New York insurance sources said the exchange hopes to capture between $40 million and $50 million in high-risk premiums its first year.

Several other states are thinking of taking on Lloyd's market as well. A similar exchange is planned in Chicago, and Florida and California also may get in on the act.

Reutershan said exchange will have 16 to 17 syndicates -- each with a minimum capitalization of $3.55 million -- when it opens, and he hopes to have 30 to 40 syndicates operating within a few months.

The syndicates will be represented by underwriters who have the authority to take a certain piece of the insurance risk (and premium) for the members of that syndicate.

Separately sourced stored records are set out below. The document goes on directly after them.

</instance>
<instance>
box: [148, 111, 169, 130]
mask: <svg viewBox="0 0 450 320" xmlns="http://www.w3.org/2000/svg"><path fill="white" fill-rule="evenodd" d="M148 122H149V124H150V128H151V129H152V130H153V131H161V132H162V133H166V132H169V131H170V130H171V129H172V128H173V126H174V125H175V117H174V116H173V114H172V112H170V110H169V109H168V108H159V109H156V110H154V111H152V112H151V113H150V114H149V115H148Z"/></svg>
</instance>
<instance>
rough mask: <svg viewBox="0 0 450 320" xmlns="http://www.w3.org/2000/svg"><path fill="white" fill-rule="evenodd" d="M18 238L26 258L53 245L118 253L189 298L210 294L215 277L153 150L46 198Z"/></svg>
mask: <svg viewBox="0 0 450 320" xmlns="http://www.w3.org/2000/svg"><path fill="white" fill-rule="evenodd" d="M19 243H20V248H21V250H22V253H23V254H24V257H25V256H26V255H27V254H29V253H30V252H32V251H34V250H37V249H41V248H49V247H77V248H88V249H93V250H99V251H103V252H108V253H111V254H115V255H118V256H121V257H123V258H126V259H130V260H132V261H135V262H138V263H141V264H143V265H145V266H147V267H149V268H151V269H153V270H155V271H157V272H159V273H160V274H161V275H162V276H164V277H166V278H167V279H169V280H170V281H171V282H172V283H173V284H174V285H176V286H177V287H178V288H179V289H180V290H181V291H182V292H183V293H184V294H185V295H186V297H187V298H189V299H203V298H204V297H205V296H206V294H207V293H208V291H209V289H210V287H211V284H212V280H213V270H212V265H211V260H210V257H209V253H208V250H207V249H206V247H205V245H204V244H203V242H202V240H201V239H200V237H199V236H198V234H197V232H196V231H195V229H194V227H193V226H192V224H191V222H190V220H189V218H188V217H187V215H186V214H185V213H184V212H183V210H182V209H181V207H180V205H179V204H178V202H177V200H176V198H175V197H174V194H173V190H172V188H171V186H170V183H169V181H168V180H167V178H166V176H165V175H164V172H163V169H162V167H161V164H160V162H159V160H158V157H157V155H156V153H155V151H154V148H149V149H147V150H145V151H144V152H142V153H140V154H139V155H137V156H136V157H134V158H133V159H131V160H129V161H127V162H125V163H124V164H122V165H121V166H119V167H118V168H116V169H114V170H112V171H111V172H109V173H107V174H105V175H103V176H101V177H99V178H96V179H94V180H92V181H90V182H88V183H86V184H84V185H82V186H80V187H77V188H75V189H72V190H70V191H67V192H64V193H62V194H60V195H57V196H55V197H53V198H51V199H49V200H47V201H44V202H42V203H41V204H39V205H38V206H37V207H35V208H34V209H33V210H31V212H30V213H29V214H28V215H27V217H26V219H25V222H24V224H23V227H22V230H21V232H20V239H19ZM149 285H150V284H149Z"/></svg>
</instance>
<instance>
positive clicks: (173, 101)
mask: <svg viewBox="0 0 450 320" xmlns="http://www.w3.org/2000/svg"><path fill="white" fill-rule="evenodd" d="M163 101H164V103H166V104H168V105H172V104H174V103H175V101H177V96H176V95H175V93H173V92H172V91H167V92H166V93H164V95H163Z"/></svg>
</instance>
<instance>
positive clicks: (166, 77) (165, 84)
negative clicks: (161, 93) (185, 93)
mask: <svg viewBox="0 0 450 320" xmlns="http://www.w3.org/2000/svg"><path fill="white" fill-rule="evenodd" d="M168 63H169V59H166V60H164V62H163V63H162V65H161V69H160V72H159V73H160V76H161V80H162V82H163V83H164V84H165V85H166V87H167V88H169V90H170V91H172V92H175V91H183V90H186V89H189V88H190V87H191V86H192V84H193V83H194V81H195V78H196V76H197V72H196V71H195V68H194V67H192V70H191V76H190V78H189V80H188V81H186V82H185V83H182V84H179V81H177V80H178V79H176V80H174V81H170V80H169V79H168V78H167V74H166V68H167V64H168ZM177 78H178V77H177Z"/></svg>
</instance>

At Lloyd's all members of a syndicate are persons who theoretically at least have unlimited liability for claims against them. If claims against the syndicate exceed the capital a member has in the syndicate, the individual member must come up with more funds commensrate to the percentage of the syndicate he or she owns.

At the New York exchange, the syndicate structure may be either corporate (where liability is limited) or personal. So far, all the syndicates are corporate, Reutershan said.

The Continental Insurance Group heads a syndicate called Maidenlane (a well-know Wall Street area concourse), and the Insurance Company of North America heads up the 1792 syndicate.

Other syndicates will be headed by companies such as Alliance, Crum & Forster and General Reinsurance.

The exchange will write three types of insurance: direct insurance on risks that are located outside the United States, reinsurance (insurance one insurance company buys from another to spread out the risk) and customers that have been turned down by at least three insurance companies belonging to what is called New York's insurance free-trade zone.

Since 1978, companies belonging to the zone have been able to take on large business risks without the approval of the state insurance department.

Besides the 16 or 17 syndicates that will be members of the exchange, at least 40 brokerage firms will be direct members and many others associate members.

Direct broker members can take on business from other brokers as well as directly from a client. Associate brokers may negotiate only with underwriters on behalf of a client company.

It will be some time before the exchange will be able to handle the biggest of the large-sized risks negotiated in London. Although many of the syndicates ave increased their capital base from the monimum $3.55 million and although officials hope the number of syndicates will grow from 16 to 40 by the end of the year, there are nearly 400 syndicates at Lloyd's.

Furthermore, a large chunk of Lloyd's business is maritime -- it was founded nearly three centuries ago at a coffee shop in London to insure ships and did nothing else until 1877 -- and at present the New York exchange will not insure maritime risks.

Nevertheless,the former colonies' challenge to the London market comes at a time when Lloyd's faces probably its fiercest financial challenge of the century and its severest internal squabbling in its history.

Lloyd's losses were heavy in 1979, and several of its syndicates are threatened with bankruptcy. Many Lloyd's members contend that the exchange's internal controls on the types of insurance its members write were not stirct enough and that some risks were insured that should not have been.

Although Lloyd's itself does not write insurance anymore than the New York Stock Exchange trades stocks, it does restrict the behavior of its members.

"Greed got the better of them in several cases," contends one London broker who is a member of Lloyd's.

The biggest case in point is the risks Lloyd's syndicates underwrote for big computer-leasing comapnies, mainly American.

Lloyd's permitted underwriters to guarantee computer-leasing companies against finacial losses they might incur if customers were to cancel their leases. Lloyd's wrote the coverage from 1973 unitl 1978.

Exchange syndicates may now be liable for as much as $300 million in claims from computer-leasing companies who had customers opt out of their rental agreements when Interational Business Machines Corp. introduced a new computer.